It’s not uncommon for pet owners to find ticks on dogs. This is especially true if your pet likes to romp around in the yard or the woods. But ticks are serious business, and they can lead to severe symptoms. They feed on blood, and they can cause several serious diseases that may threaten your dog’s health.
Here’s some information for pet owners regarding ticks on dogs. You’ll learn the symptoms of tick diseases and what to do if you find one on your pet. You’ll also get some tick removal and tick prevention tips.
How Ticks Feed on Your Pet
Ticks survive by feeding on the blood of their hosts. First, they burrow under the hosts’ skin using their heads. There, they bite the host and feed, becoming engorged on blood. Ticks aren’t that particular when it comes to feeding. They attach themselves to humans, as well as dogs and cats.
Ticks typically live in wooded areas and in warm climates, but they can be found nearly everywhere.1
Common Types of Ticks
Now, there are several different types of ticks. There are hard ticks, which (as the name implies) have a hard shell, and soft ticks, which have a softer shell. These are some of the most common types of ticks you might find on your pet:
Black-Legged Tick – The black-legged tick, or deer tick, is among the most dangerous types of ticks to animals and humans. This type of tick can spread Lyme disease. You’ll typically find black-legged ticks in the Northeast, Midwest, and South.
Brown Dog Tick – It’s pretty easy to figure out how this tick gets its name. It’s brown in color and feeds primarily on the blood of dogs. The brown dog tick can be found throughout the U.S.

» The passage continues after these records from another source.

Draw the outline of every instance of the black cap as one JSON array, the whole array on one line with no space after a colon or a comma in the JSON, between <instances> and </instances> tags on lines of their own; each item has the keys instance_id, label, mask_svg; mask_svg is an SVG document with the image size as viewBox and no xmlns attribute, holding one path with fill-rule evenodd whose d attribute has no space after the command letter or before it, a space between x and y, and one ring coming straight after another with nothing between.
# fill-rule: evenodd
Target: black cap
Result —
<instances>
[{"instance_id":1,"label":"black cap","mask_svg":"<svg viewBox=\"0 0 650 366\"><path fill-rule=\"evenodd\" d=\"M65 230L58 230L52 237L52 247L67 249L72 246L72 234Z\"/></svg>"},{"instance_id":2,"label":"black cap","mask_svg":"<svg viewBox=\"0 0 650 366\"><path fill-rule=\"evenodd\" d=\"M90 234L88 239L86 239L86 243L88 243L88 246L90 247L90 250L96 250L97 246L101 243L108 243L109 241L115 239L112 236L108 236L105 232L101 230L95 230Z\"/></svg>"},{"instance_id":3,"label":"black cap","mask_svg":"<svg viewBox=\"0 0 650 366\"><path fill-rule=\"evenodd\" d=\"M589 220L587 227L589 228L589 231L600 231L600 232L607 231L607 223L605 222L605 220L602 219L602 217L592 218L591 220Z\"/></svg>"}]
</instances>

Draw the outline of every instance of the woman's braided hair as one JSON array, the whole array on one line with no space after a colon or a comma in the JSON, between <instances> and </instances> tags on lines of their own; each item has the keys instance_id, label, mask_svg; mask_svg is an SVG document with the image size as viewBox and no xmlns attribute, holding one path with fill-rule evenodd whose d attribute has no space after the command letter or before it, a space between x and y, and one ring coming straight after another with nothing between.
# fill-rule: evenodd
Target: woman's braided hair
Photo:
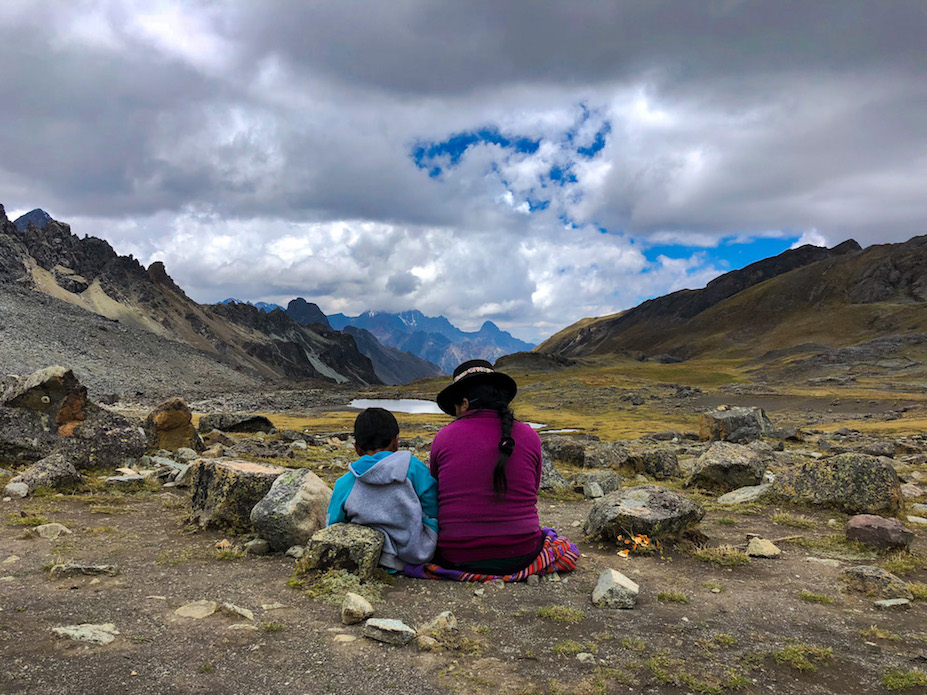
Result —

Gulf Coast Tick – The Gulf Coast tick is usually found in states near the Gulf of Mexico. But it also lives in many of the states that border the Atlantic Ocean.2
Common Places Ticks Hide on a Dog’s Skin
As a pet owner, you might’ve checked your pup’s skin for ticks before — especially after they’ve spent lots of time outdoors. You’ve quickly rubbed your hands along your pet’s head and body, looking for ticks. But is a quick check enough? Probably not.
As it turns out, adult ticks can find some pretty out-of-the-way places to hide on the skin – on dogs and on humans. If you don’t find them on your pet’s skin, they might feed on your dog’s blood for days.
These are just a few of the places where they like to hang out:
- Under the tail
- Near the genital area
- The skin near the eyelids
- Inside the ears
- Between the toes
- Under the collar3
Symptoms of Tick Bites
Now, there are several symptoms associated with a tick bite. These symptoms can include infections of the skin, blood loss, and irritated skin. They also include near-constant itching and redness in the affected area.4
A tick bite can lead to a serious disease that can endanger your dog’s health (and yours).
One of the worst tick-borne illnesses is Lyme disease.
This is a serious bacterial infection that can, in some instances, result in kidney failure in humans and dogs. Symptoms include joint pain and loss of appetite.5
Another disease associated with ticks on dogs is Rocky Mountain Spotted Fever. You would think Rocky Mountain Spotted Fever only occurs in one area of the country. But it can happen anywhere in the U.S.
How to Remove Ticks From Dogs
If you notice adult ticks on your pet’s skin, you’ll want to get rid of them quickly. But tick removal needs to be done correctly. Ideally, it’s safer for your vet to remove ticks from dogs.
If you choose to perform tick removal yourself, take your pet to the vet afterward. That way, you can make sure you did it right.
- When removing ticks from dogs, you’ll first need to put on a pair of rubber gloves. You don’t want to risk becoming infected by the blood from the tick.
- Get the tweezers as close to the skin as you can, and gently pull upward. Don’t jerk or twist. If you do, the mouth of the tick may remain under the skin.
- Carefully remove the tick from the skin with tweezers.
Once you’ve removed the tick, put it in a jar and screw on the top. Take the tick to the vet, so it can be tested. If you pour a little rubbing alcohol in the jar, the tick will die. Sterilize the tweezers, wash your hands, and clean the area where the tick bit your dog thoroughly.7
Prevention is key to avoiding problems caused by ticks. Pet owners can find tick preventatives at local pet stores, including topical medicines to prevent ticks and fleas, as well as tick collars. Your vet should also carry several types of tick prevention products to help protect your dog’s health.
You’ve heard the expression, “An ounce of prevention is worth a pound of cure?” Well, this is especially true when it comes to ticks on your pup. Prevention of ticks now could help protect your dog from potentially dangerous tick diseases in the future.
And remember: The best way to remove ticks from dogs is to let your veterinarian handle it!